“Employer-Sponsored Health Care, Participant Data, TPAs and Service Providers, and ERISA,” The Cohen Milstein Benefits Blog
February 01, 2020
Fiduciaries of ERISA-covered health plans have a duty to implement cybersecurity measures. Fiduciaries are also obligated to ensure that third-party administrators (“TPA”) or service providers do not use participant information without permission.
The selection and monitoring of a benefit plan’s TPAs/service providers is a key fiduciary responsibility; this includes prudently selecting a TPA/ service provider that has appropriate systems to maintain electronic plan data securely and privately.
A health plan’s ERISA fiduciary obligations also require compliance with the Health Insurance Portability and Accountability Act (“HIPAA”) and the protection of personally identifiable information (“PII”).
Participant data must be guarded against cybersecurity breaches; those providing ERISA-covered health plans to their employees may want to consider purchasing data breach/cyber liability insurance coverage.

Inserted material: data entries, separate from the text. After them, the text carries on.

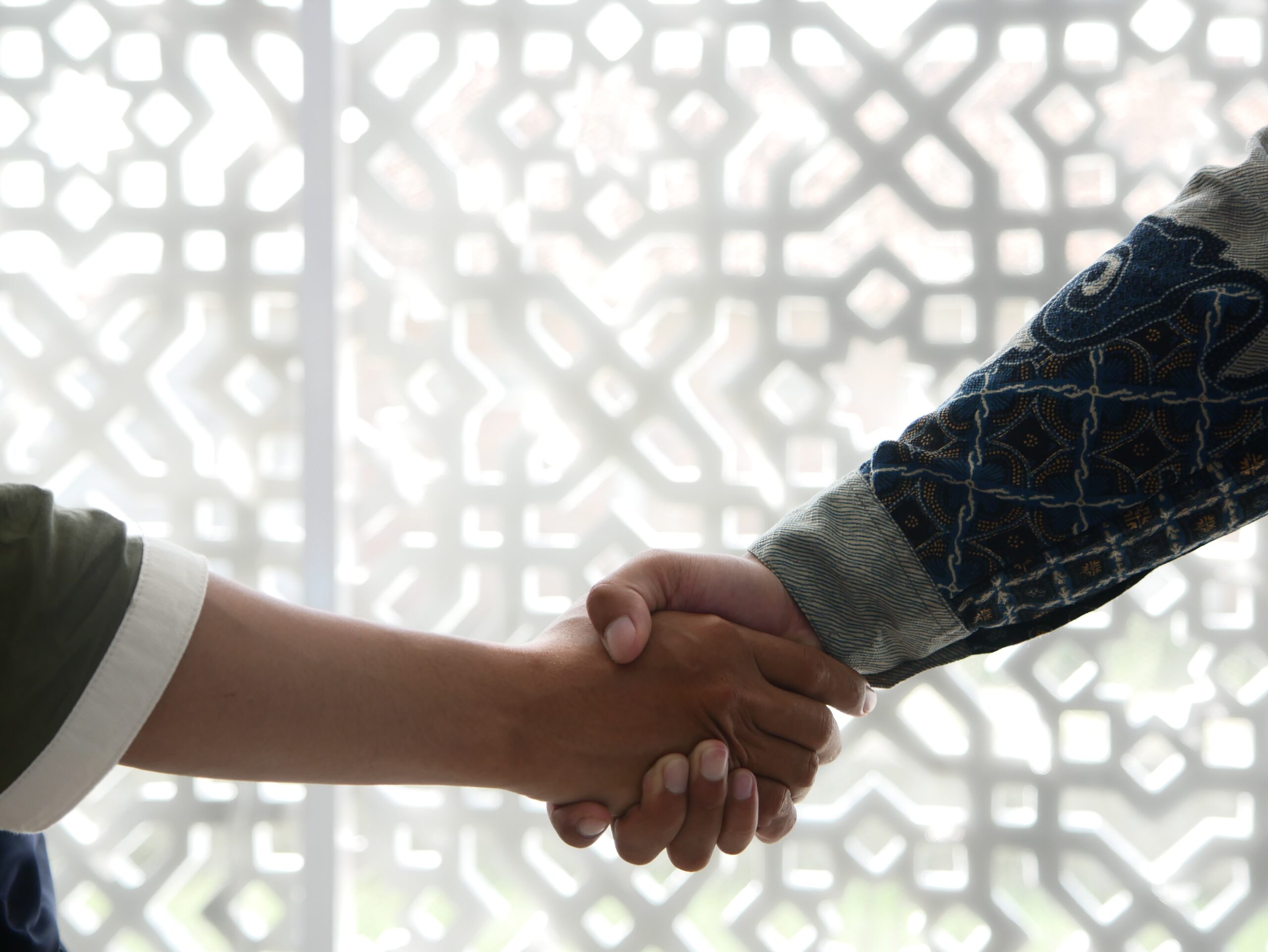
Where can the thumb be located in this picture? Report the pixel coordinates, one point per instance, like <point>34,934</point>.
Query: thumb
<point>579,824</point>
<point>621,609</point>
<point>739,588</point>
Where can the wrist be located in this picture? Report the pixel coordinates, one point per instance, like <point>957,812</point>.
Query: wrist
<point>468,731</point>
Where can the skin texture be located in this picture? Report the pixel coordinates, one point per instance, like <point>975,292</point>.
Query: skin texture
<point>273,691</point>
<point>740,588</point>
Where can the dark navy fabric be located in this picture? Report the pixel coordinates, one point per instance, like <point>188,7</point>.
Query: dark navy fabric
<point>1124,427</point>
<point>28,908</point>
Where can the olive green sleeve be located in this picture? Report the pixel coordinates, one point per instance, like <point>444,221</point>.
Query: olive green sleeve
<point>93,623</point>
<point>66,579</point>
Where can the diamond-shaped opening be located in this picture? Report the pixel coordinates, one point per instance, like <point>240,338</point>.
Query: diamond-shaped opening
<point>80,31</point>
<point>820,177</point>
<point>527,119</point>
<point>941,866</point>
<point>162,118</point>
<point>1064,114</point>
<point>787,930</point>
<point>1085,737</point>
<point>803,322</point>
<point>1228,742</point>
<point>698,117</point>
<point>22,53</point>
<point>1065,669</point>
<point>1153,762</point>
<point>882,116</point>
<point>13,119</point>
<point>660,880</point>
<point>788,392</point>
<point>85,908</point>
<point>1162,23</point>
<point>743,254</point>
<point>932,719</point>
<point>252,386</point>
<point>257,910</point>
<point>878,297</point>
<point>80,383</point>
<point>1152,193</point>
<point>1092,46</point>
<point>433,913</point>
<point>1235,41</point>
<point>961,930</point>
<point>1095,888</point>
<point>612,392</point>
<point>669,449</point>
<point>1090,180</point>
<point>1206,897</point>
<point>1015,805</point>
<point>939,173</point>
<point>608,921</point>
<point>613,211</point>
<point>943,59</point>
<point>405,61</point>
<point>679,51</point>
<point>614,31</point>
<point>874,845</point>
<point>825,60</point>
<point>808,865</point>
<point>950,318</point>
<point>83,202</point>
<point>556,332</point>
<point>1243,672</point>
<point>656,336</point>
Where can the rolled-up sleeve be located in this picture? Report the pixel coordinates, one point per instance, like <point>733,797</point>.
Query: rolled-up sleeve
<point>1124,426</point>
<point>93,623</point>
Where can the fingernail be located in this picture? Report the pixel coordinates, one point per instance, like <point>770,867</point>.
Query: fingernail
<point>676,776</point>
<point>619,637</point>
<point>713,765</point>
<point>869,699</point>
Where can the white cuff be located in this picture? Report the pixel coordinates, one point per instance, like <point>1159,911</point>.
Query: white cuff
<point>121,695</point>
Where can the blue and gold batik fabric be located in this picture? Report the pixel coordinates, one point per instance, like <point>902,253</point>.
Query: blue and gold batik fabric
<point>1122,427</point>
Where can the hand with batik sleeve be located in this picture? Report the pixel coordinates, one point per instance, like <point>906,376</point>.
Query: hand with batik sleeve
<point>1121,427</point>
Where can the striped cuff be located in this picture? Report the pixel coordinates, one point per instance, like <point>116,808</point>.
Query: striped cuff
<point>857,582</point>
<point>127,685</point>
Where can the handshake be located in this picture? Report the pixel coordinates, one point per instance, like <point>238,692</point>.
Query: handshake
<point>701,724</point>
<point>717,661</point>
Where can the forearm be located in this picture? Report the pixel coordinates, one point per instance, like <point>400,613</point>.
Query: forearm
<point>1122,427</point>
<point>269,691</point>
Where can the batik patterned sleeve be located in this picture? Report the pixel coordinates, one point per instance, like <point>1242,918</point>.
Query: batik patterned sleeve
<point>1122,427</point>
<point>93,623</point>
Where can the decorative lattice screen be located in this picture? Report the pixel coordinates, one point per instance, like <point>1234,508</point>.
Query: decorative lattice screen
<point>617,275</point>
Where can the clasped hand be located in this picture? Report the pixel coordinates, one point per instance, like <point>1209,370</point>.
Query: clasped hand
<point>733,722</point>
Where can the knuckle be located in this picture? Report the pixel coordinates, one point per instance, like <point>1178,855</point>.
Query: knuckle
<point>807,770</point>
<point>822,677</point>
<point>826,729</point>
<point>689,858</point>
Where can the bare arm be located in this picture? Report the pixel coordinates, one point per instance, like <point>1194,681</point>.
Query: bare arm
<point>273,691</point>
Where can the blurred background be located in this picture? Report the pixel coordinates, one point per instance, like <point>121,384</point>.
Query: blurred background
<point>435,312</point>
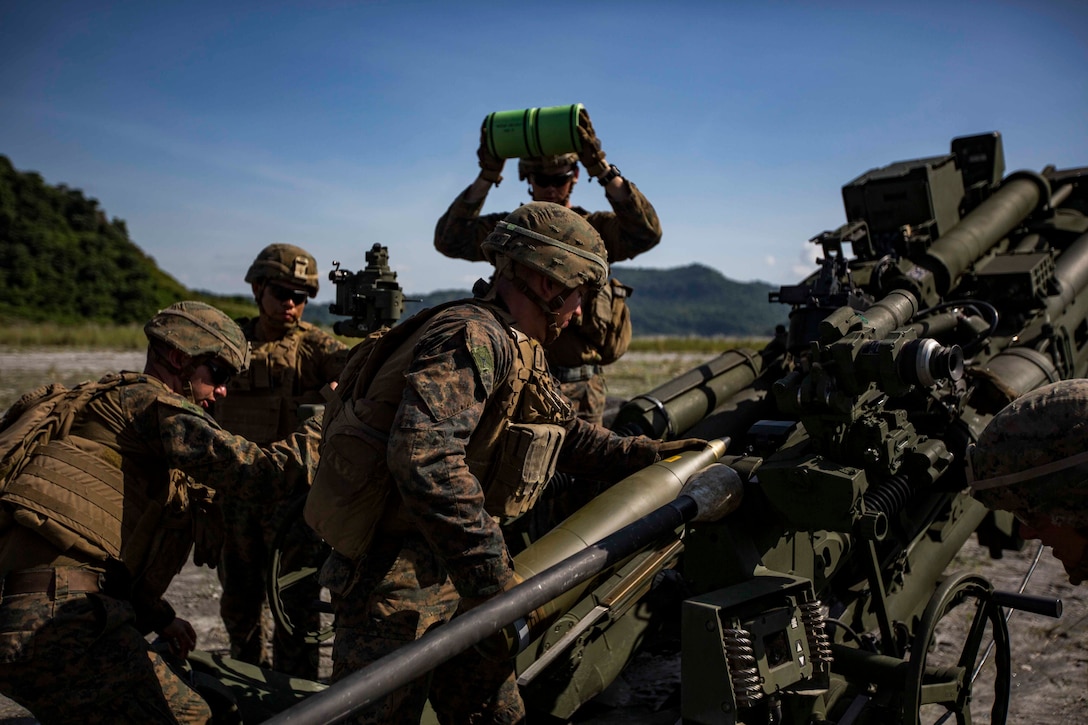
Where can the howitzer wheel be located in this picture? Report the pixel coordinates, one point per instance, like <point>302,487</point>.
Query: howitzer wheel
<point>280,581</point>
<point>934,687</point>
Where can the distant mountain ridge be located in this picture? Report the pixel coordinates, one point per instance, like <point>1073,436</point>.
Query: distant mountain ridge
<point>63,260</point>
<point>691,300</point>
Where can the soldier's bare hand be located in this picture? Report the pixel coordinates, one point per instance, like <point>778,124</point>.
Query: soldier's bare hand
<point>491,166</point>
<point>590,155</point>
<point>181,637</point>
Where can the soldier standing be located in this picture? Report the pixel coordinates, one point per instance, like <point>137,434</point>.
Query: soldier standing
<point>448,413</point>
<point>292,360</point>
<point>1031,461</point>
<point>602,332</point>
<point>95,525</point>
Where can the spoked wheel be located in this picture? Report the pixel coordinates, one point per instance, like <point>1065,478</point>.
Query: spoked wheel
<point>961,604</point>
<point>282,578</point>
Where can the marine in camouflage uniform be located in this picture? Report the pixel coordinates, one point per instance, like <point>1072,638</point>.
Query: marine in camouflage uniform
<point>448,395</point>
<point>1031,459</point>
<point>98,521</point>
<point>629,230</point>
<point>292,361</point>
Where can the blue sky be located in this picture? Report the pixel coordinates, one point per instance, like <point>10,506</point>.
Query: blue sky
<point>217,128</point>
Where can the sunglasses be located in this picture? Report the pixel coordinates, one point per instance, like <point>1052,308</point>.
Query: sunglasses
<point>552,180</point>
<point>283,294</point>
<point>220,373</point>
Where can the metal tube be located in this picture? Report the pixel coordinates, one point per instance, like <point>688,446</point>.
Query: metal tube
<point>409,662</point>
<point>953,254</point>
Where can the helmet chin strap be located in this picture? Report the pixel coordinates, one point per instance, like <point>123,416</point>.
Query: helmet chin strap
<point>551,308</point>
<point>183,372</point>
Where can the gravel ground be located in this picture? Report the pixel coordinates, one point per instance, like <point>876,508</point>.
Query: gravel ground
<point>1050,656</point>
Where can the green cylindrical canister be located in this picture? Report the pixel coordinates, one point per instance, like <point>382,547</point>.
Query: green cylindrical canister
<point>533,132</point>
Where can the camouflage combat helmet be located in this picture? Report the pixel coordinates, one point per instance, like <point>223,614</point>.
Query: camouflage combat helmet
<point>200,330</point>
<point>545,164</point>
<point>287,263</point>
<point>553,240</point>
<point>1033,456</point>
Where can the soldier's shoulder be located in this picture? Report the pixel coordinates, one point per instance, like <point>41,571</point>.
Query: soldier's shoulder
<point>143,391</point>
<point>319,339</point>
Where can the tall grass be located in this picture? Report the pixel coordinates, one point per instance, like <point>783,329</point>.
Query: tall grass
<point>692,344</point>
<point>87,336</point>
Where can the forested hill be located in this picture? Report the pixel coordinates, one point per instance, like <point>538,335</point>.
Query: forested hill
<point>63,260</point>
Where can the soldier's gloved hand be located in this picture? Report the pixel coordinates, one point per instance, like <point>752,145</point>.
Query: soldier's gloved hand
<point>180,636</point>
<point>591,156</point>
<point>666,449</point>
<point>505,642</point>
<point>491,166</point>
<point>208,528</point>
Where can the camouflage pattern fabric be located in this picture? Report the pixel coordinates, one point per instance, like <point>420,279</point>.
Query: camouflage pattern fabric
<point>631,229</point>
<point>588,396</point>
<point>79,659</point>
<point>287,263</point>
<point>261,405</point>
<point>60,655</point>
<point>1033,457</point>
<point>198,330</point>
<point>449,547</point>
<point>409,594</point>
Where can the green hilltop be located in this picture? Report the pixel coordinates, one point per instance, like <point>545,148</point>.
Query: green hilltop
<point>65,261</point>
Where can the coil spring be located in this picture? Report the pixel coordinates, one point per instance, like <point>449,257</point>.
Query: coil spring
<point>743,673</point>
<point>819,643</point>
<point>888,498</point>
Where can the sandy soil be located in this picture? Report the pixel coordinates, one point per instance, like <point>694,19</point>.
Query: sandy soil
<point>1050,656</point>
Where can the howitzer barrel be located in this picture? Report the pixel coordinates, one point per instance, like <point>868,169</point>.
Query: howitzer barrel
<point>705,498</point>
<point>1018,369</point>
<point>625,502</point>
<point>671,408</point>
<point>954,253</point>
<point>1071,273</point>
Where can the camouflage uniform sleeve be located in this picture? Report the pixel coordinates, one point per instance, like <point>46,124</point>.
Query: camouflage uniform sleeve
<point>461,230</point>
<point>600,454</point>
<point>458,363</point>
<point>324,358</point>
<point>630,229</point>
<point>195,444</point>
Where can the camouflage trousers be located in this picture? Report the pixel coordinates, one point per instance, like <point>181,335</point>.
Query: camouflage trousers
<point>398,592</point>
<point>78,659</point>
<point>243,566</point>
<point>589,397</point>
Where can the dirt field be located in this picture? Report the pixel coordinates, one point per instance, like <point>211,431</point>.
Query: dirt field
<point>1050,656</point>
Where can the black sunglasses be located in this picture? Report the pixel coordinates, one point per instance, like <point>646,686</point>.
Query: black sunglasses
<point>552,180</point>
<point>283,294</point>
<point>220,373</point>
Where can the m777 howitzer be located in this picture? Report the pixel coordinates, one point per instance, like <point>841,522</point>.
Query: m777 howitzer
<point>817,600</point>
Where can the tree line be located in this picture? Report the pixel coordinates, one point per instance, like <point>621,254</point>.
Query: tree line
<point>63,260</point>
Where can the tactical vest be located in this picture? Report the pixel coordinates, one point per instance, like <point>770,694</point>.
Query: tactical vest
<point>261,404</point>
<point>511,452</point>
<point>74,492</point>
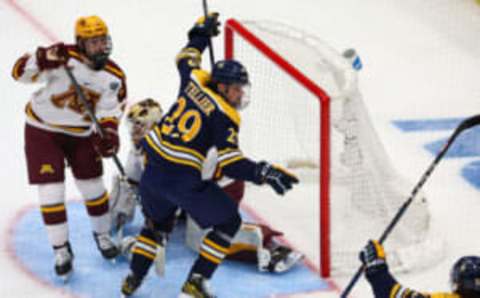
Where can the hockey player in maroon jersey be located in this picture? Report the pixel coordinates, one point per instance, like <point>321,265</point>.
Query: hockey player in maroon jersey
<point>205,115</point>
<point>464,276</point>
<point>58,131</point>
<point>254,243</point>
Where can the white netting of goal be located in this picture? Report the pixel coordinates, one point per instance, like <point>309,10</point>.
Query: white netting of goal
<point>282,124</point>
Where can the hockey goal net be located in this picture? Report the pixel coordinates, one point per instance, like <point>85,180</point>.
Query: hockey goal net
<point>307,113</point>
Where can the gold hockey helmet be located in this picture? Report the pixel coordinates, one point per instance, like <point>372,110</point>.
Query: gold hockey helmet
<point>91,26</point>
<point>142,116</point>
<point>88,31</point>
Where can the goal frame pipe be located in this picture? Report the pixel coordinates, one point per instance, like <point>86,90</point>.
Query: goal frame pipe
<point>233,26</point>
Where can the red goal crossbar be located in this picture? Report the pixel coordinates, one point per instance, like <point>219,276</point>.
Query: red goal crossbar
<point>233,27</point>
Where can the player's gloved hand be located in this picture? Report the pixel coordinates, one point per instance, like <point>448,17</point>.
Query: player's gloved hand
<point>109,144</point>
<point>279,179</point>
<point>52,57</point>
<point>373,256</point>
<point>208,27</point>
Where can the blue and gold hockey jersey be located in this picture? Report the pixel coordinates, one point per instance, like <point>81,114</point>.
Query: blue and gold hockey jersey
<point>200,119</point>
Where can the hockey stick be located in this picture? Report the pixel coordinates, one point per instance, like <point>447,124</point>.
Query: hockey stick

Fiduciaries also must ensure that TPAs/service providers to the Plan are not using participants’ personal data without permission to market other products. This happens frequently!
The law around plan data remains unsettled, but plan sponsors, fiduciaries, and service providers should consider how to protect participant data and carefully limit a TPA/service provider’s use of plan data.
Fiduciaries should assume that participant data is a plan asset, and act accordingly to protect participant information from data breaches, comply with HIPAA, and ensure that TPAs/service providers do the same. Participant information should not be used for marketing.